Claude Code Kit

Testing Audit

Audit the test suite for coverage gaps, test quality, flaky tests, and strategy alignment. Use when assessing test health before a release, or when tests feel weak, slow, or flaky.

Core Rule

Distinguish test gaps from test churn. Report missing critical-path coverage and flaky tests separately; never recommend tests beyond reproducibility need.

Kit Context

Before starting this skill, ensure you have completed session boot:

  1. Read CODEBASE_MAP.md for project understanding
  2. Read CLAUDE.project.md if it exists for project-specific rules
  3. Read tasks/lessons/_index.md for accumulated corrections (Top Rules + index)

If any of these haven't been read in this session, read them now before proceeding.

When to Use

Invoke with /testing-audit when:

  • Test suite is unreliable or has frequent flaky tests
  • Coverage numbers look good but bugs still slip through
  • Planning a testing strategy improvement
  • Reviewing test quality after rapid feature development
  • Assessing confidence level before a major release

Default Behavior

When the user asks to audit, scan, review, or "give me a report" for test coverage and quality, produce the full testing-audit report automatically using the Process and Output Format sections below. Do not require the user to specify fields.

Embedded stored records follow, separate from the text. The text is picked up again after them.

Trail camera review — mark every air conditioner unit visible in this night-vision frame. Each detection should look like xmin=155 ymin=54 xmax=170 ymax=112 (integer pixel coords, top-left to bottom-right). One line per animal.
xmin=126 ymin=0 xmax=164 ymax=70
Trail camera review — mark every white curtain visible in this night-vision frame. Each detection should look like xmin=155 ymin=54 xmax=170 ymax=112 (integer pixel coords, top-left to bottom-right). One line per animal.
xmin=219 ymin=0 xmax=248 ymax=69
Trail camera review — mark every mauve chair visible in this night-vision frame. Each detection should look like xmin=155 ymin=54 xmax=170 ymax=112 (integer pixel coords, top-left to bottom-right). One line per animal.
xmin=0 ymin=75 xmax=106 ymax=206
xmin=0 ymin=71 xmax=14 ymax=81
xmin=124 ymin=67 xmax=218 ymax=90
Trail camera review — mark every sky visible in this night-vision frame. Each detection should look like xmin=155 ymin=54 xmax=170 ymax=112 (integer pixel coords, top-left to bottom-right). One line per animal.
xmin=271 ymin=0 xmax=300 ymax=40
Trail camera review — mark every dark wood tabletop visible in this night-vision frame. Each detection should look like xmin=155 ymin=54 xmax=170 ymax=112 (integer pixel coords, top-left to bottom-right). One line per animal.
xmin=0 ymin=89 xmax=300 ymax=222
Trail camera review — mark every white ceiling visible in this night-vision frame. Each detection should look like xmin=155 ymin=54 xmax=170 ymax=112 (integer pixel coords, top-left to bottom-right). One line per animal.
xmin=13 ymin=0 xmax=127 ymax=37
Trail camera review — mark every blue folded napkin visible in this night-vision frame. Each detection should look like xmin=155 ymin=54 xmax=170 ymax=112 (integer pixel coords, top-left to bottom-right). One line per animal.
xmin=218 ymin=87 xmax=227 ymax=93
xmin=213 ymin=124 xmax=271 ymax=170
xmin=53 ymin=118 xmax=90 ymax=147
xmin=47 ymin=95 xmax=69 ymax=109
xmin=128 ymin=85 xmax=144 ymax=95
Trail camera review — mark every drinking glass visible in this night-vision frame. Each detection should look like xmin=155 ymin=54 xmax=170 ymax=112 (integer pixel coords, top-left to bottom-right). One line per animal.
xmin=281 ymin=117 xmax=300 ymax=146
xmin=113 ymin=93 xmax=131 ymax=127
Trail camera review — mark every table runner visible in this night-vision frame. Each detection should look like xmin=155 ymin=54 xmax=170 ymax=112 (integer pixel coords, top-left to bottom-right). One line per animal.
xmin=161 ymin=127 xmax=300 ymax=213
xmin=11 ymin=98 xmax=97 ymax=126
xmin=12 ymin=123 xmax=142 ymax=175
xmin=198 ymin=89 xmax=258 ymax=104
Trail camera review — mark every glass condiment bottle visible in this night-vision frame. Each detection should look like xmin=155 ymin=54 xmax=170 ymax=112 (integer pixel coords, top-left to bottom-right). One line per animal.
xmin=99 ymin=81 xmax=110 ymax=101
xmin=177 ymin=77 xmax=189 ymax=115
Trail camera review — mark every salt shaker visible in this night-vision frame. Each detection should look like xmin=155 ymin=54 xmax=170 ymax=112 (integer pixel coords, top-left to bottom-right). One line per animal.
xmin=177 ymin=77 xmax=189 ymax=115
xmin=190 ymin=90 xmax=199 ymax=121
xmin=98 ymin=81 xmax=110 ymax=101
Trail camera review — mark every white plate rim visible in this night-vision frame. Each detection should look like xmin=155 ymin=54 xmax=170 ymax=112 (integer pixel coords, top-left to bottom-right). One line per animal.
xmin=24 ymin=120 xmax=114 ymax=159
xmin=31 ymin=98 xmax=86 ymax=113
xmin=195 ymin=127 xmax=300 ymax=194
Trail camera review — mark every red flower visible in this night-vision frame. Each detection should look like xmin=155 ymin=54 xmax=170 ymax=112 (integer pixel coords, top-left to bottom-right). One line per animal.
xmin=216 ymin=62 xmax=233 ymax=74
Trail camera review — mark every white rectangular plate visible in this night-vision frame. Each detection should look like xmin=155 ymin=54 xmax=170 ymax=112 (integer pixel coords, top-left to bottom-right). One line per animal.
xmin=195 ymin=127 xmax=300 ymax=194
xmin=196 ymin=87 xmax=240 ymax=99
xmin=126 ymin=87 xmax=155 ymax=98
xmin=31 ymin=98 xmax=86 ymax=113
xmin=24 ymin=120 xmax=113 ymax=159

Only modify files when the user explicitly requests implement / fix / apply / refactor. By default, this skill is report-only.

Scope Rules

  • Analyze ONLY the files and directories relevant to this skill's purpose
  • Do not refactor, fix, or modify code — this is a read-only analysis unless explicitly stated otherwise
  • Log unrelated issues found during analysis under tasks/todo.md > ## Not Now
  • State every assumption explicitly before acting on it
  • If the user specified a scope (files, directories, modules), respect it strictly

Context Gathering

Before analysis, map the project:

  1. Read project config (package.json, pyproject.toml, go.mod, Cargo.toml, etc.)
  2. Identify the tech stack, frameworks, and key dependencies
  3. Map source directories — skip node_modules, vendor, build, .next, dist, __pycache__
  4. Check for existing configurations relevant to this analysis (linters, formatters, CI configs)
  5. If the user specified a scope, narrow to those files/directories only

Process

Phase 1: Inventory (first-pass leads)

This pass produces candidates, not findings. Treat counts as leads for deeper inspection in later phases. Do not report Phase 1 raw output as the final result.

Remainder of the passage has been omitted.